The centre provides a supervised environment in the presence of teachers and supervisor, where children learn safely, away from construction sites and closer to formal schooling. It also enables mothers to pursue employment opportunities without the burden of unsafe childcare arrangements.
Rahul (name changed) may not yet understand “addition,” but confidently says 4 + 4 equals 8. Seema (name changed) recites the alphabet proudly. Until now, learning was uncertain. The nearest school was 10 kilometres away, and education relied on occasional tuition sessions in neighbouring homes. The closest Anganwadi, 2 kilometres away, catered only to children under five, leaving mothers without safe options for older children.
When asked what she looks forward to most, Seema says, “I am excited to learn English and math, and make new friends.”
Strengthening Community Engagement and Collective Responsibility for
Inclusive ECCE
Strengthening ECCE for migrant children in Bengaluru requires more than service delivery. It demands collective ownership aligned with policy and grounded in developmental needs. When communities, parents, frontline workers, civil society, and corporates collaborate, ECCE centres become integrated hubs, prioritising play-based learning, school readiness, nutrition, health, and socio-emotional development.

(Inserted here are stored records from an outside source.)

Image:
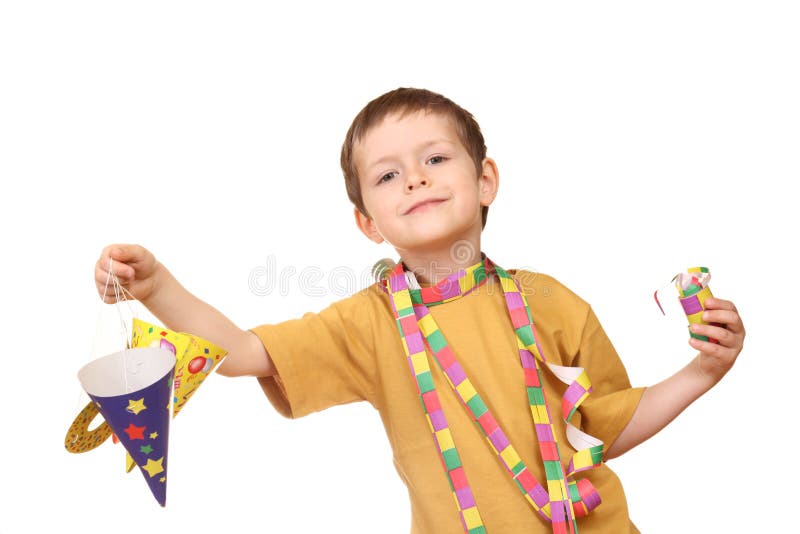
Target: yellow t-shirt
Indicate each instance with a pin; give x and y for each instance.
(352, 351)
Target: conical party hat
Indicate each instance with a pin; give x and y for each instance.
(132, 390)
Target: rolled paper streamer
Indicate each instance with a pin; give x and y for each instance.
(382, 268)
(132, 390)
(79, 438)
(693, 291)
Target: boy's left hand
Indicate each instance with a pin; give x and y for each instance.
(716, 359)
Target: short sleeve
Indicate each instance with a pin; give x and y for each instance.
(610, 406)
(322, 359)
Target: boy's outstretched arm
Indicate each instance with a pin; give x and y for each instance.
(161, 293)
(662, 402)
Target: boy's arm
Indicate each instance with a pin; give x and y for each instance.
(161, 293)
(662, 402)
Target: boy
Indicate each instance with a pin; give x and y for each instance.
(489, 454)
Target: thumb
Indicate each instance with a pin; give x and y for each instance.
(126, 253)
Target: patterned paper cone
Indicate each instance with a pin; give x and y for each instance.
(132, 390)
(693, 291)
(196, 357)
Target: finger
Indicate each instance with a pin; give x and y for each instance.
(715, 333)
(713, 303)
(715, 350)
(729, 318)
(126, 253)
(124, 273)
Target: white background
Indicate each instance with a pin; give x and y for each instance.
(633, 141)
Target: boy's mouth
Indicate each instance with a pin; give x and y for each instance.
(423, 205)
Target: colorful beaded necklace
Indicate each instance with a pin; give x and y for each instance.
(563, 500)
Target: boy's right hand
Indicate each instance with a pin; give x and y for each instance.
(134, 266)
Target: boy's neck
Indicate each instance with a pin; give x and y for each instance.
(431, 268)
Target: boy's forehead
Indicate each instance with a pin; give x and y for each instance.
(400, 129)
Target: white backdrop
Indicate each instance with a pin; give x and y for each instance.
(632, 140)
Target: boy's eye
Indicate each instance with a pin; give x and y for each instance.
(386, 177)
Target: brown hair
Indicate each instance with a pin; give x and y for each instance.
(404, 101)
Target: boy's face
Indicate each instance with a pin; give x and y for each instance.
(420, 185)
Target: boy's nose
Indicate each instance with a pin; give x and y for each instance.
(415, 181)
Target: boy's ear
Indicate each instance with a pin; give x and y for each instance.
(367, 226)
(489, 181)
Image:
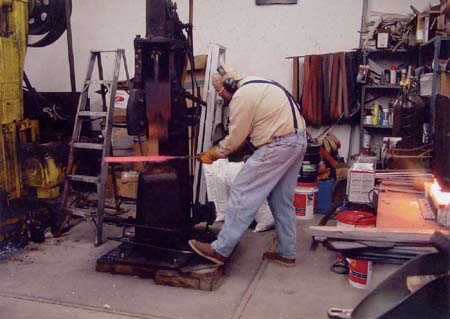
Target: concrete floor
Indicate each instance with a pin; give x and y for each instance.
(57, 279)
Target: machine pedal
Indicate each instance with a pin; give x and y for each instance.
(88, 146)
(84, 178)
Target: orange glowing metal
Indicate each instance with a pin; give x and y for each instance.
(442, 199)
(135, 159)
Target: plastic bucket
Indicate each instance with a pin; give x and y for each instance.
(311, 160)
(360, 271)
(325, 196)
(305, 200)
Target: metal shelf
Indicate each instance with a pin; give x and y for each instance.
(371, 126)
(383, 86)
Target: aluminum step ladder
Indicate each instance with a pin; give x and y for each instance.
(104, 148)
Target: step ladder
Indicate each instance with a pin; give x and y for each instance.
(104, 149)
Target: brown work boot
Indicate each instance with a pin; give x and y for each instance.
(274, 257)
(205, 250)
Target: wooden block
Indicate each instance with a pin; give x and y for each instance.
(204, 279)
(375, 234)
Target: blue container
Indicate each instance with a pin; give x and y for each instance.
(325, 196)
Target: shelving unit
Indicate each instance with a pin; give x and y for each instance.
(437, 48)
(381, 93)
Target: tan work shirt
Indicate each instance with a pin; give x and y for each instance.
(261, 111)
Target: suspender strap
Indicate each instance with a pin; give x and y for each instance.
(288, 95)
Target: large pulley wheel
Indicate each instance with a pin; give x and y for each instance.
(48, 20)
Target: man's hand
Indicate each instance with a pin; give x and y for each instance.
(209, 157)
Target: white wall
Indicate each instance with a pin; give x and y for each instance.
(258, 38)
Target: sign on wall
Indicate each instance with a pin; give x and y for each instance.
(264, 2)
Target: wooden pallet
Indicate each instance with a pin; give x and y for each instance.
(194, 272)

Community participation improves enrolment, attendance, and culturally responsive learning for migrant children facing mobility and language barriers. Corporate and civic partnerships strengthen infrastructure, digital tracking, nutrition support, and educator capacity. By embedding accountability and local leadership within migrant settlements, ECCE shifts from a welfare response to a rights-based ecosystem, ensuring Bengaluru’s migrant children build the cognitive, emotional, and health foundations needed to thrive in school and beyond.